Qu’en est-il des professionnels de terrain qui servent de modèle et transmettent leurs savoirs, leurs compétences et leurs valeurs aux jeunes apprenants ? Celles et ceux qui participent au curriculum caché (« hidden curriculum » en anglais) [16]. Disposent-ils de suffisamment d’information sur le concept d’empathie pour le transmettre clairement ? De quels outils pourraient-ils bénéficier pour renforcer à la fois leurs propres aptitudes empathiques et pour en faciliter l’enseignement ? Où se situent les freins et les facilités ? Deux pistes se dégagent rapidement de la littérature. D’une part, des recherches mettent en lumière les liens qui existent entre l’intelligence émotionnelle [17] et les aptitudes empathiques [18]. D’autre part, l’apprentissage d’une communication empathique améliore les scores aux tests d’empathie après formation [19].
Quelle place l’informatique, l’intelligence artificielle empathique (IAE) occupe-t-elle et prendra-t-elle dans les années à venir ? [20,21] Son développement est déjà conséquent. De manière générale, l’informatique peut aider à l’apprentissage de l’empathie : réalité virtuelle et augmentée [22], patients simulés, psychologues virtuels [23], robots conversationnels (ou chatbots) [24]… De plus, en 2019, l’IAE reconnaît les émotions de ses interlocuteurs et y réagit en temps réel, comme le ferait un sujet empathique.
Demain, L’humain sera-t-il débordé par les nouvelles compétences des IAE ? Demain, l’humain supervisera-t-il les IAE, ou alors, l’IAE sera-t-elle son maître en la matière ?
Il est exact de dire que des enseignements basés sur l’expérimentation personnelle, la simulation et le renforcement de l’intelligence émotionnelle permettent d’améliorer les capacités d’empathie des étudiants ainsi que des professionnels en activité. L’informatique joue un rôle important dans cet apprentissage. Il convient de le prendre en considération pour les développements futurs.

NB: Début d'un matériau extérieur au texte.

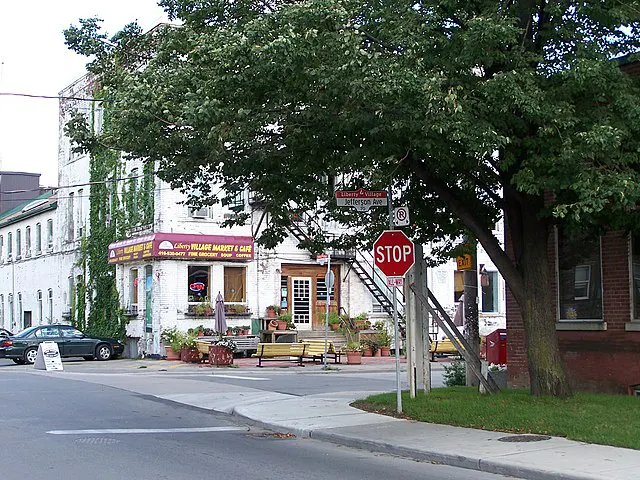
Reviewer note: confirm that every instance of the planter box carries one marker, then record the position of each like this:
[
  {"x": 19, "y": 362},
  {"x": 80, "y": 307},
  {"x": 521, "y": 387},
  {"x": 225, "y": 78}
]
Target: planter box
[{"x": 219, "y": 355}]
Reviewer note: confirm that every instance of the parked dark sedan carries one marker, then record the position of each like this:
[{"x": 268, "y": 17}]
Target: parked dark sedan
[{"x": 23, "y": 347}]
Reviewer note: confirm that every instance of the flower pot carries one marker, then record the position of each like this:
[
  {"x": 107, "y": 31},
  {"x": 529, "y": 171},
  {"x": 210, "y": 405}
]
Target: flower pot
[
  {"x": 354, "y": 358},
  {"x": 220, "y": 355},
  {"x": 190, "y": 355},
  {"x": 171, "y": 355}
]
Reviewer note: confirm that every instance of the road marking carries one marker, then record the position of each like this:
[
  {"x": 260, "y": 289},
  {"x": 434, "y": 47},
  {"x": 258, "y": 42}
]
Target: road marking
[
  {"x": 148, "y": 430},
  {"x": 239, "y": 377}
]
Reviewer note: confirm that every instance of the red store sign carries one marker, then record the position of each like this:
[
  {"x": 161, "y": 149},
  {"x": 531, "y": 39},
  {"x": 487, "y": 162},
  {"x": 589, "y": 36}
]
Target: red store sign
[{"x": 182, "y": 246}]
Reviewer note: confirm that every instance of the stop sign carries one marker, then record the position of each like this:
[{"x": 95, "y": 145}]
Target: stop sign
[{"x": 393, "y": 253}]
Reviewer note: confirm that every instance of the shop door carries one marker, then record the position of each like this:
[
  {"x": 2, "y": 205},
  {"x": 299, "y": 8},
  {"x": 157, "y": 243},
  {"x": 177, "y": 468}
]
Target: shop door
[{"x": 301, "y": 302}]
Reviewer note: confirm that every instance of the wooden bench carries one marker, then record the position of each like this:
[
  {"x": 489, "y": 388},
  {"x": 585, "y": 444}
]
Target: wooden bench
[
  {"x": 244, "y": 343},
  {"x": 315, "y": 351},
  {"x": 278, "y": 352}
]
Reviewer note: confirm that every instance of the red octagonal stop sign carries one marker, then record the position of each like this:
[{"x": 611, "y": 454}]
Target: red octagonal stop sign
[{"x": 393, "y": 253}]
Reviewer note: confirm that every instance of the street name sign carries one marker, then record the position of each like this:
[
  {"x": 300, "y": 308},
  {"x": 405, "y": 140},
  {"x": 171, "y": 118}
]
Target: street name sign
[
  {"x": 464, "y": 262},
  {"x": 361, "y": 199},
  {"x": 401, "y": 216}
]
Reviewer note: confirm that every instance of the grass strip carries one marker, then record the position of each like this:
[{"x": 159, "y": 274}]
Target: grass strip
[{"x": 594, "y": 418}]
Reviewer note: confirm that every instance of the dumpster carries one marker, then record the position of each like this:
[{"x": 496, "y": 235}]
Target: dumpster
[{"x": 496, "y": 345}]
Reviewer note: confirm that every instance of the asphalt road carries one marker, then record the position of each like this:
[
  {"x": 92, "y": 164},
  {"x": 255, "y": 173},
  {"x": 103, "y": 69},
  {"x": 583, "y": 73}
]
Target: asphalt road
[{"x": 54, "y": 428}]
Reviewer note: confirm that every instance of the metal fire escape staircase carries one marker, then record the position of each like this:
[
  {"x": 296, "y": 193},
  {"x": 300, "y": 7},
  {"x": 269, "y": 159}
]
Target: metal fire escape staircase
[{"x": 361, "y": 263}]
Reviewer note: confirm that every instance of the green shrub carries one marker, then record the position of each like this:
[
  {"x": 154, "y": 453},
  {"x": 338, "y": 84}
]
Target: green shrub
[{"x": 455, "y": 374}]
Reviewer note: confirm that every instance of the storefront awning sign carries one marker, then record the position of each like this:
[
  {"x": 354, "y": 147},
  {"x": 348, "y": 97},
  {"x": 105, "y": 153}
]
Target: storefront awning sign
[{"x": 182, "y": 246}]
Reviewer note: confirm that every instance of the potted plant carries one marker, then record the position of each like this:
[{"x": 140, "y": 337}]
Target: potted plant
[
  {"x": 172, "y": 340},
  {"x": 353, "y": 351},
  {"x": 189, "y": 352},
  {"x": 221, "y": 351},
  {"x": 334, "y": 321},
  {"x": 284, "y": 320},
  {"x": 273, "y": 311},
  {"x": 203, "y": 309}
]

La situation aujourd’hui requiert une attention spéciale. Dans une étude datant de 2011, seulement un étudiant en médecine sur deux estime que l’empathie peut être enseignée [25]. En 2019, un simple questionnement informel des professionnels hospitaliers a motivé la réflexion ici menée. Le constat est surprenant : sur une trentaine d’interviewés, deux tiers peinent à définir l’empathie et la majorité s’accorde à affirmer qu’elle ne peut être ni enseignée ni renforcée par des formations. Quant à parler d’émotions dans un contexte de surcharge d’activité…
Les questions d’empathie et de gestion émotionnelle sont primordiales pour les soignants. Sans oublier les dirigeants des institutions sanitaires ou médico-sociales qui ont un rôle fondamental à assumer dans l’engagement politique de leurs établissements.
L’empathie est le pilier de la relation thérapeutique et, vu son impact sur les soins, elle définit et dépasse une simple posture humaniste. De larges études visant à en approfondir les connaissances de ses mécanismes, de sa définition même ainsi que de son impact sur les soins et sur ceux qui les dispensent sont requises. L’apport de l’informatique et de l’IAE est considérable dans ce domaine et redoublera dans les prochaines années.
Finalement, il est établi que des formations spécifiques sont utiles autant aux étudiants qu’aux professionnels de santé en poste dans le domaine de l’empathie. Pour autant, des recherches sont encore nécessaires afin d’appréhender au mieux les modalités de ces formations et leur impact sur le long terme.